1 soit le décideur réel est bien loin du terrain et considère la zone comme une simple unité de production avec quelques centaines d'ouvriers et quelques hectares de surface, et donc ne peut pas imaginer l'ampleur des problèmes causés par une telle décision, 2 soit c'est une combinaison d'incompétence et de mépris envers les employés, et là il faut bien revoir les choses.

 En termes de sécurité, les travailleurs sont pour la zone, ce que sont les roues pour la carrosse et l'arme pour le soldat, pour ne pas dire ce qu'est l'eau pour la vie.

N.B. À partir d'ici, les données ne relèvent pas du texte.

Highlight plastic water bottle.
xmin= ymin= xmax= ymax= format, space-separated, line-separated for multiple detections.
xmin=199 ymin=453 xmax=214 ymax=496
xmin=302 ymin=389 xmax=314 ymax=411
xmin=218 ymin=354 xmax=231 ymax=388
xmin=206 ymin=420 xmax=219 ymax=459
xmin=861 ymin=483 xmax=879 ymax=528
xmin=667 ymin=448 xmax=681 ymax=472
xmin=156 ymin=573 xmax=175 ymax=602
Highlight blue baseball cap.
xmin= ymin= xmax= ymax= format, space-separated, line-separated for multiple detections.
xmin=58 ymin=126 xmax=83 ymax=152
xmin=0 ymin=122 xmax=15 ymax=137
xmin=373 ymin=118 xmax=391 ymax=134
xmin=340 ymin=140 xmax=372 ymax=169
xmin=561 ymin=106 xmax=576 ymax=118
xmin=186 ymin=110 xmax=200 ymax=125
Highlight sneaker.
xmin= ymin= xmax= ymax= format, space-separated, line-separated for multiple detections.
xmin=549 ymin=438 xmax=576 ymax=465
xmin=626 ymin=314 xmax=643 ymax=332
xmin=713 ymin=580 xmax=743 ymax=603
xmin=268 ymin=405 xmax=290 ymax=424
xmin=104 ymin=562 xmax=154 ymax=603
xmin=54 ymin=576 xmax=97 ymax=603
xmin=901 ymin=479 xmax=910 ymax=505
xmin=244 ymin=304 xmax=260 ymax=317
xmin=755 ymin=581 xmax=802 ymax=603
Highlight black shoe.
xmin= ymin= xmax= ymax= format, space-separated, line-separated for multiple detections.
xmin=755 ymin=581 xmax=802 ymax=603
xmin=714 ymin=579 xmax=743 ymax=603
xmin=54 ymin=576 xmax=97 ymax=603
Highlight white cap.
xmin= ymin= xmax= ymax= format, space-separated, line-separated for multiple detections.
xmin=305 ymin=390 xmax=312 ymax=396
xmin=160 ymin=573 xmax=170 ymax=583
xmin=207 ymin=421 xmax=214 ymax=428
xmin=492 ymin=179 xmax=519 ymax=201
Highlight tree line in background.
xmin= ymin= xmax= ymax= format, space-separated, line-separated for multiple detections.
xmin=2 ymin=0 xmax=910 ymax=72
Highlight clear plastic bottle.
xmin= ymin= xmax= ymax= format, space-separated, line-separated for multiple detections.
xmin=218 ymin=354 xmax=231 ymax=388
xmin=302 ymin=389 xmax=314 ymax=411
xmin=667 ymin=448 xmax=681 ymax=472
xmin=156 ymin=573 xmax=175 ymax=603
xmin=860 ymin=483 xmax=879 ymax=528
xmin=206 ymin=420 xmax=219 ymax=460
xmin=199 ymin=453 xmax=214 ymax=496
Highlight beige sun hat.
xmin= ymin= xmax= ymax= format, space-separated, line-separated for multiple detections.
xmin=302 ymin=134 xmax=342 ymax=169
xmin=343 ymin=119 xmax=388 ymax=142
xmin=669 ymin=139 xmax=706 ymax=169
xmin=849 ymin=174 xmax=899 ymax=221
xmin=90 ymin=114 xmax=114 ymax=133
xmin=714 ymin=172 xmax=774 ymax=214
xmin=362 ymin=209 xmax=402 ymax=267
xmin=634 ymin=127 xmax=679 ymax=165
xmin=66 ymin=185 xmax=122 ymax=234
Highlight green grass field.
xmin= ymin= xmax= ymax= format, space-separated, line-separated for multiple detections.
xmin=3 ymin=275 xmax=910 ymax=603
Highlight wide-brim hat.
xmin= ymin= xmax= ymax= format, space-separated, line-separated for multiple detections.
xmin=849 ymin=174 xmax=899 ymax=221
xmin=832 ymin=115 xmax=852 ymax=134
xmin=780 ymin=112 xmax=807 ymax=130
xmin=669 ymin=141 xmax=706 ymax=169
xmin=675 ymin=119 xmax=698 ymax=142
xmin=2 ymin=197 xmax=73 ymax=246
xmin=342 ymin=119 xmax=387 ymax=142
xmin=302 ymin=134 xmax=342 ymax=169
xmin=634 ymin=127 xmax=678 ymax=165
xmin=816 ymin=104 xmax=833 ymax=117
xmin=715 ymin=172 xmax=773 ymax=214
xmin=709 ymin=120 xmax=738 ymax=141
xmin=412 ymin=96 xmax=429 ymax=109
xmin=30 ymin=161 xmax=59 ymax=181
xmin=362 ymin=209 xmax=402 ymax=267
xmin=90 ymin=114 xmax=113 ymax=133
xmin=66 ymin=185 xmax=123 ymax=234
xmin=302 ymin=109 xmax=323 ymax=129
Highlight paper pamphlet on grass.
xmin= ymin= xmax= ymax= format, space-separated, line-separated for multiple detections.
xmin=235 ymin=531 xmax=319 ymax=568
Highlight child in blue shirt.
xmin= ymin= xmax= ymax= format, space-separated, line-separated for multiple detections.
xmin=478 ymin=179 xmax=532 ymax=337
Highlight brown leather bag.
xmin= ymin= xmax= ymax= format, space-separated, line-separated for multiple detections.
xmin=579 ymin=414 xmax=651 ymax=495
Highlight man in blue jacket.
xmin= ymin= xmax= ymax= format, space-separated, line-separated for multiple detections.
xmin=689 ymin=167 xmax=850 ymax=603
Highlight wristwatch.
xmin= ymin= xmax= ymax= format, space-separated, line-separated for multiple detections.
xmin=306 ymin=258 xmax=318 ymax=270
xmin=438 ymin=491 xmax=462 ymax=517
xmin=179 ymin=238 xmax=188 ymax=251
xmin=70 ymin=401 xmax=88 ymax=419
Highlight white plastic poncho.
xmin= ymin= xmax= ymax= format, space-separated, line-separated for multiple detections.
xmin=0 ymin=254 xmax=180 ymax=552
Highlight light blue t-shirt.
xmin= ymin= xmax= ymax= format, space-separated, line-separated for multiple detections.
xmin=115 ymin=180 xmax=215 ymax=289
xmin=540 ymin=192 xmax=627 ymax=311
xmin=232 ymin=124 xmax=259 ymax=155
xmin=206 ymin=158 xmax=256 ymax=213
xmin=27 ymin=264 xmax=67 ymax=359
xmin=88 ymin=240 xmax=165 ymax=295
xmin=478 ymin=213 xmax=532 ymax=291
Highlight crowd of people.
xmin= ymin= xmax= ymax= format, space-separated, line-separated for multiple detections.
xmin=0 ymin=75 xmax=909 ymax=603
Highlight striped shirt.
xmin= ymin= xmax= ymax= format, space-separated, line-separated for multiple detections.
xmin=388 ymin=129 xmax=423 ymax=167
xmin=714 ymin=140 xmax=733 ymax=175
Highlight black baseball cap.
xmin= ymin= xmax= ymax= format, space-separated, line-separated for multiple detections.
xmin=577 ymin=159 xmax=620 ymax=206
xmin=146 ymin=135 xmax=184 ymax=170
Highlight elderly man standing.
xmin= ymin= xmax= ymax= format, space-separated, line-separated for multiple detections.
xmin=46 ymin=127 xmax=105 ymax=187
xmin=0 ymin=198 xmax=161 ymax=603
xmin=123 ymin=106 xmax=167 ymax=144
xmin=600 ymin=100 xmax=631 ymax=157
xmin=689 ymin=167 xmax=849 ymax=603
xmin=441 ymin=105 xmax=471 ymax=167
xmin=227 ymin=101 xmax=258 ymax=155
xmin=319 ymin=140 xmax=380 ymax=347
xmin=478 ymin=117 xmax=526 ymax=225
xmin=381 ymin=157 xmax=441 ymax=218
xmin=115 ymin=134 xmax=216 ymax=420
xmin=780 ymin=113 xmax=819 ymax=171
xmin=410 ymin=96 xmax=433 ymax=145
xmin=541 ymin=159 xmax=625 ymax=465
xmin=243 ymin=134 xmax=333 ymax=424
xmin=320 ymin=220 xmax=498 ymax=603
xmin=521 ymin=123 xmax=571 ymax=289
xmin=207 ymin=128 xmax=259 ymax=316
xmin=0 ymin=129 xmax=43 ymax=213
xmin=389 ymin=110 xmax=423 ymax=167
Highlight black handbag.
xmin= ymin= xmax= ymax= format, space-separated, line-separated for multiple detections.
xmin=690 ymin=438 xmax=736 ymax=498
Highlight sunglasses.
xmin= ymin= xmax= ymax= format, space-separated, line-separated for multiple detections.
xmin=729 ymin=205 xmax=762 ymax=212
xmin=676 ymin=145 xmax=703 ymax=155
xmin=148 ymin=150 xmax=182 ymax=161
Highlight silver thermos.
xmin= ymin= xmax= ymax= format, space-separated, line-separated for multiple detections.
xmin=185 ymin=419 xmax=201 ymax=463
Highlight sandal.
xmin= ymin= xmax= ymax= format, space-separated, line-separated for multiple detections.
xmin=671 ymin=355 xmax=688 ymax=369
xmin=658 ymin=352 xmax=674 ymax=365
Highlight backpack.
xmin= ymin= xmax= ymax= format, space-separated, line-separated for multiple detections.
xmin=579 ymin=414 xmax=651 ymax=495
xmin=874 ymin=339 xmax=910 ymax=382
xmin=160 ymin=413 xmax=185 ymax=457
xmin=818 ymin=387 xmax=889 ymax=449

 Un ex raffineur raconte comment, durant les années quatre vingt, un grand four a pris feu, et les courageux operateurs sur place, sans attendre l'arrivée des équipes spécialisées pour ce genre d'accident, ont commencé à intervenir, au risque de se faire brûler. Des fournisseurs étrangers se trouvaient sur les lieux et ont observé la scène. Ils étaient stupéfaits.

Le feu a été maitrisé après quelques heures, avec l'intervention des pompiers bien sûr, mais avec un minimum de dégât, parce que les braves opérateurs ont réussi à ralentir la propagation des flammes. D'après ces observateurs étrangers, un feu du même genre s'était un jour produit dans une raffinerie au Texas, et comme seules les équipes spécialisées devaient intervenir, on avait évacué les lieux. Seulement, avant l'intervention des équipes de sécurité, et vu la vitesse d'avancement des flammes, le feu avait très vite atteint d'autres équipements du procédé pour finalement ravager la raffinerie toute entière.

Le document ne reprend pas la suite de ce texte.